Czech city synonymous with ethnic segregation sets up "Committee to Map and Eliminate Negative Social Phenomena"
Members of the local assembly in Most, Czech Republic have voted to create a “Committee to Map and Eliminate Negative Social Phenomena”. The committee should function from October until the end of the current leadership’s term in office, i.e., until 2022.
“I am very glad that we have reached political agreement on establishing this committee. We want to preclude any abuse of the social welfare system and the incidence of negative phenomena on the territory of the City of Most. Benefits should just be awarded to people who actually need them. I perceive the establishment of this committee as absolutely essential for our city,” Mayor Jan Paparega (ProMOST – “For Most”) told news server iDNES.cz.

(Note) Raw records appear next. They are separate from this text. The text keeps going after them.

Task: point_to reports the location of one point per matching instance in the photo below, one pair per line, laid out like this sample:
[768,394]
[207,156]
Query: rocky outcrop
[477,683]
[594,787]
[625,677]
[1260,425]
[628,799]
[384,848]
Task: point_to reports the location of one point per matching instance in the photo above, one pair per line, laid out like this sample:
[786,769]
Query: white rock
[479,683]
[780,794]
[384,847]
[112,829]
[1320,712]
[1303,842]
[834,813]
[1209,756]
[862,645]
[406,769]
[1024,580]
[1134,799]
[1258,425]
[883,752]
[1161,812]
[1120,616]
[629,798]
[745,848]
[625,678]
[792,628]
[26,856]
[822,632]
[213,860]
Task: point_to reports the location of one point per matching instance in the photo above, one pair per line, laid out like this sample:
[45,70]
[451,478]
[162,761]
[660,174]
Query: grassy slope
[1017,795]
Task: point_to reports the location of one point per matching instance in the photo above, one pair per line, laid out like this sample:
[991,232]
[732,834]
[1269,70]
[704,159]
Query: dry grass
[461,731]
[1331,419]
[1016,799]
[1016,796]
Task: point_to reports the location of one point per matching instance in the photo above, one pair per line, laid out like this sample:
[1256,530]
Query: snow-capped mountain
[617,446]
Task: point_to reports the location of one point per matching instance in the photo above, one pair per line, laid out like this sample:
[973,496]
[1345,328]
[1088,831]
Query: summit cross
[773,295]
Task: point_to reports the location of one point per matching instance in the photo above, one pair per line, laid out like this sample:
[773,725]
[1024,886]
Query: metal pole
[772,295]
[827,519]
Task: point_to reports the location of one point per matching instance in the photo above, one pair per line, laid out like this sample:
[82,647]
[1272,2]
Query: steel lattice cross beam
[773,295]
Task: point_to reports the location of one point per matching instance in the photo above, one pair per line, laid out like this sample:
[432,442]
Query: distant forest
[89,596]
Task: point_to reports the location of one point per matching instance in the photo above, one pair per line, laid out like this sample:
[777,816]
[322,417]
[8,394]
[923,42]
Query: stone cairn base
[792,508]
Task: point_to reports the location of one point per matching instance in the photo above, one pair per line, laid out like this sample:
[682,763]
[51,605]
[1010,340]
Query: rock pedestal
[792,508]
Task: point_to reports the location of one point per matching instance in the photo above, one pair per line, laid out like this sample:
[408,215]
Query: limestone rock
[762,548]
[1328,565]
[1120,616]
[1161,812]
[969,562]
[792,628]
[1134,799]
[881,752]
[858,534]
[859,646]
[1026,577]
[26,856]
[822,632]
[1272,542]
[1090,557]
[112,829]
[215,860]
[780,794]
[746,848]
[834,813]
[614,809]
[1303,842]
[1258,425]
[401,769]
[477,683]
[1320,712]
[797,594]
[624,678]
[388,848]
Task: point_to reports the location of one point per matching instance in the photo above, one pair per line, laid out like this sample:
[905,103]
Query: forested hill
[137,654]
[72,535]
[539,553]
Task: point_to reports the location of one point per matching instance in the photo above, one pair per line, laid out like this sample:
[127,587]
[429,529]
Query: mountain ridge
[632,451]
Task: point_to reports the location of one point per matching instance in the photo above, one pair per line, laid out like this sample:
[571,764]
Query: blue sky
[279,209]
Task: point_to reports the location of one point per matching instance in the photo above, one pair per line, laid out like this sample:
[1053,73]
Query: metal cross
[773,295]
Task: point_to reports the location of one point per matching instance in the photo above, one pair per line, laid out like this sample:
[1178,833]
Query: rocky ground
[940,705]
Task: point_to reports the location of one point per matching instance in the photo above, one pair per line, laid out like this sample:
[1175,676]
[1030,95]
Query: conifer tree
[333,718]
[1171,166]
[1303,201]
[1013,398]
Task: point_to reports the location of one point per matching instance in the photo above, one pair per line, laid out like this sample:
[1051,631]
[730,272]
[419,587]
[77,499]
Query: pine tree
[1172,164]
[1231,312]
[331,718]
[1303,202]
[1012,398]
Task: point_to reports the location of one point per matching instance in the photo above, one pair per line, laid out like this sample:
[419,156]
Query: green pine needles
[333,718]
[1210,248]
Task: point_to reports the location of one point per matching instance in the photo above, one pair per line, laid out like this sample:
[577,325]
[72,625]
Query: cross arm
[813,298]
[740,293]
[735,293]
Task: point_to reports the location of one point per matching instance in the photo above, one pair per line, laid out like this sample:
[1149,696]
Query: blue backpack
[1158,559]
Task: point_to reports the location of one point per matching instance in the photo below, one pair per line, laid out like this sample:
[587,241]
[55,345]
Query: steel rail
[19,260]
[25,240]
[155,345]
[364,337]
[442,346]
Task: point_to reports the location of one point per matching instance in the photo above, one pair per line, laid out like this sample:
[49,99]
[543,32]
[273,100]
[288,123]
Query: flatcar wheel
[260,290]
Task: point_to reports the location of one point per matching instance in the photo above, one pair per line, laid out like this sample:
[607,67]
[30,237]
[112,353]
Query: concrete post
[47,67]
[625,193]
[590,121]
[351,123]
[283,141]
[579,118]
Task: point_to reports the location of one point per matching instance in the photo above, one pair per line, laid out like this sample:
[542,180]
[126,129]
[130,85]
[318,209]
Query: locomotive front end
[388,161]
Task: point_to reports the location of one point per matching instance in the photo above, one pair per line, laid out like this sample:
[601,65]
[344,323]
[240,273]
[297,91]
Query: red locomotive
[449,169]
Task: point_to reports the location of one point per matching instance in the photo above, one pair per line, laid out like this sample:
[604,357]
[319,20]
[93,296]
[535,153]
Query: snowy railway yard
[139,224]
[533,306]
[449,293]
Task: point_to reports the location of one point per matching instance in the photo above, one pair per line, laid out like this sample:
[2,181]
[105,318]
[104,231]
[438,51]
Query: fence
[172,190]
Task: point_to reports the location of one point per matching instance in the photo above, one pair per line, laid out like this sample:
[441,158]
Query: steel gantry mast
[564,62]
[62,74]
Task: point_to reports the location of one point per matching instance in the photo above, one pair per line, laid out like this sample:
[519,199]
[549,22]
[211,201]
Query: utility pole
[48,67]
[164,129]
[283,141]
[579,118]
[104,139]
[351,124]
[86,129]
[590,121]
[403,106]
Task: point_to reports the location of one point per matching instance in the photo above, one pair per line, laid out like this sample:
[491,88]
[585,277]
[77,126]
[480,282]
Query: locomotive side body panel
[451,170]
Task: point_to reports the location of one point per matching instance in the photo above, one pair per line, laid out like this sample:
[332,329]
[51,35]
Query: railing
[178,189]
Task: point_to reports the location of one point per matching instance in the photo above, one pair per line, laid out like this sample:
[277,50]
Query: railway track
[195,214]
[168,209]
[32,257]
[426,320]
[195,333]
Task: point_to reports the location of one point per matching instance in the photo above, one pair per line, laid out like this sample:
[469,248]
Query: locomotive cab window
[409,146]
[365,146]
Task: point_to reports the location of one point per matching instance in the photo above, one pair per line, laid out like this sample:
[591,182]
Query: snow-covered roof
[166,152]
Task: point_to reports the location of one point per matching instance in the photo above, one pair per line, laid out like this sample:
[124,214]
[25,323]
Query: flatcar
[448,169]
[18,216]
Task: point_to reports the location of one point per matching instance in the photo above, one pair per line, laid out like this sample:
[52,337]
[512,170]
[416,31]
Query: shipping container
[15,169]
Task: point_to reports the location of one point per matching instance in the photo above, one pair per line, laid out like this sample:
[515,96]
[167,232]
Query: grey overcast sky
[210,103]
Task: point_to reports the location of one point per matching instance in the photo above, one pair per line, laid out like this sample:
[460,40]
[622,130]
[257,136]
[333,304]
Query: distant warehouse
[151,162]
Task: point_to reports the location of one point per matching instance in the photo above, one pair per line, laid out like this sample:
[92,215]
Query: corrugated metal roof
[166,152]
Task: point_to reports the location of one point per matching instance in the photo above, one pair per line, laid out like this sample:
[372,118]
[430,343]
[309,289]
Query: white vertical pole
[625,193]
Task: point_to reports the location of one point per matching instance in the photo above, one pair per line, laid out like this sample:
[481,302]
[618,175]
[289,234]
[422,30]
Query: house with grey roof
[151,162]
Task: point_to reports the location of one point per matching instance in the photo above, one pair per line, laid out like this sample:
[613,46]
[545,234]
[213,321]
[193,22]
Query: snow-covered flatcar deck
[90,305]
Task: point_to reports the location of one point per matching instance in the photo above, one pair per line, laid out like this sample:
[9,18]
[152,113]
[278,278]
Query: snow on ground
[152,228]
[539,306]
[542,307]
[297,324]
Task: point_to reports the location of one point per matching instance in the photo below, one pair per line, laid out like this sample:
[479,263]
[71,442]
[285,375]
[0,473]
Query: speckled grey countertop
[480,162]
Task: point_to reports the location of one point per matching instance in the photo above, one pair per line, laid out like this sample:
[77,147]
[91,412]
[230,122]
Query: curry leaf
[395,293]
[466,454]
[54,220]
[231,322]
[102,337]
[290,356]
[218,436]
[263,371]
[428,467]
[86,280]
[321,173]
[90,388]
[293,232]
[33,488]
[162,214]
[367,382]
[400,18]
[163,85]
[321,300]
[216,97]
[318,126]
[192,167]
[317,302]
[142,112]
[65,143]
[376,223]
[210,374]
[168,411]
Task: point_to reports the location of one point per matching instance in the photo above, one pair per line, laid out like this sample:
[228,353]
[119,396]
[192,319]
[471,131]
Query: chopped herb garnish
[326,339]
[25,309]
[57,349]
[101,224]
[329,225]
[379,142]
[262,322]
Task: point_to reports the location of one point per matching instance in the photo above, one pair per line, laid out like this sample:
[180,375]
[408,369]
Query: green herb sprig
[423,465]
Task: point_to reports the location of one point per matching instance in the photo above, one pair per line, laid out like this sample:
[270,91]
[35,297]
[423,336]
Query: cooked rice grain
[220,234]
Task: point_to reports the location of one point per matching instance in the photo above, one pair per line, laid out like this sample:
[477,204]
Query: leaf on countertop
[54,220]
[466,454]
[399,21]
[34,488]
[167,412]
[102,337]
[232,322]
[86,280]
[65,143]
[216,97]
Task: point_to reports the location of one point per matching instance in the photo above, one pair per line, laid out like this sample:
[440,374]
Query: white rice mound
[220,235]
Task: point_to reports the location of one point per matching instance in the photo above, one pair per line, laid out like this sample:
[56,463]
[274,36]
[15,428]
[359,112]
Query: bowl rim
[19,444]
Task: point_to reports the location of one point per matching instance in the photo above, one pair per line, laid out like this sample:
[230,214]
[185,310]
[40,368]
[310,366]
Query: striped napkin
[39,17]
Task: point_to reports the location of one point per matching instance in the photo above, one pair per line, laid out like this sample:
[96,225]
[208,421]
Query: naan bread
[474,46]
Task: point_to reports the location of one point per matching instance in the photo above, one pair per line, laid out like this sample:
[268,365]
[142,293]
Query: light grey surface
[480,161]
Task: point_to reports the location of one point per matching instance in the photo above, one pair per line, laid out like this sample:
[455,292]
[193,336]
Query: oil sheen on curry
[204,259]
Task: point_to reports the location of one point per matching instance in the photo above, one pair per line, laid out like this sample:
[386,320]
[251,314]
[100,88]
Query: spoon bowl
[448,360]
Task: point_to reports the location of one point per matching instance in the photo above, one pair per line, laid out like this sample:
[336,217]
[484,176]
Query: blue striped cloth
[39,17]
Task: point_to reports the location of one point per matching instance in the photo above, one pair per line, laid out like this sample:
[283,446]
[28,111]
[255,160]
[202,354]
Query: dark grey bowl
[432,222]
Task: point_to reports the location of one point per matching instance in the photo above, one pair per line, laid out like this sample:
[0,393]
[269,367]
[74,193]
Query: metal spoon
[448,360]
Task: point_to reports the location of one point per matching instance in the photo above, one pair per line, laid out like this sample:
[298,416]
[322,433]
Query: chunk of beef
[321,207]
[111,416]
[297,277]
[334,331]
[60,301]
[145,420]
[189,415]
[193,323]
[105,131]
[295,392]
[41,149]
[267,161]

The seven-member committee is meant to collect proposals from local assembly members and their constituents and put them into practice, working with the Labor Office and local police and focusing on the people who claim they are impacted by “negative phenomena”. “The committee will also inform the assembly members how each measure works and what its outcomes are,” the new chair of the committee, city councilor Jiří Nedvěd (ProMOST), told the iDNES.cz server.
Most is home to the Chanov housing estate, where mostly Romani people live segregated away from the rest of the city, and was the subject of a comedy series on Czech Television earlier this year. The current leadership wants to demolish some of the apartment buildings on the estate and replace them with housing units made out of recycled shipping containers, a plan that is unacceptable to residents of the housing estate and to the Czech Government Agency for Social Inclusion.
A complaint by four Romani residents of the Chanov housing estate about antigypsyist, hateful slogans used during last year’s local elections in Most is now making its way to the European Court of Human Rights in Strasbourg. “What happened in Most in the run-up to the local elections is something I consider extremely serious. This is not just about displays of racism, but some of the elements involved can be considered typical of Nazi ideology. The case-law of the European Court for Human Rights unequivocally points to the fact that such behavior must be eliminated,” the attorney for the plaintiffs told news server Romea.cz earlier this year.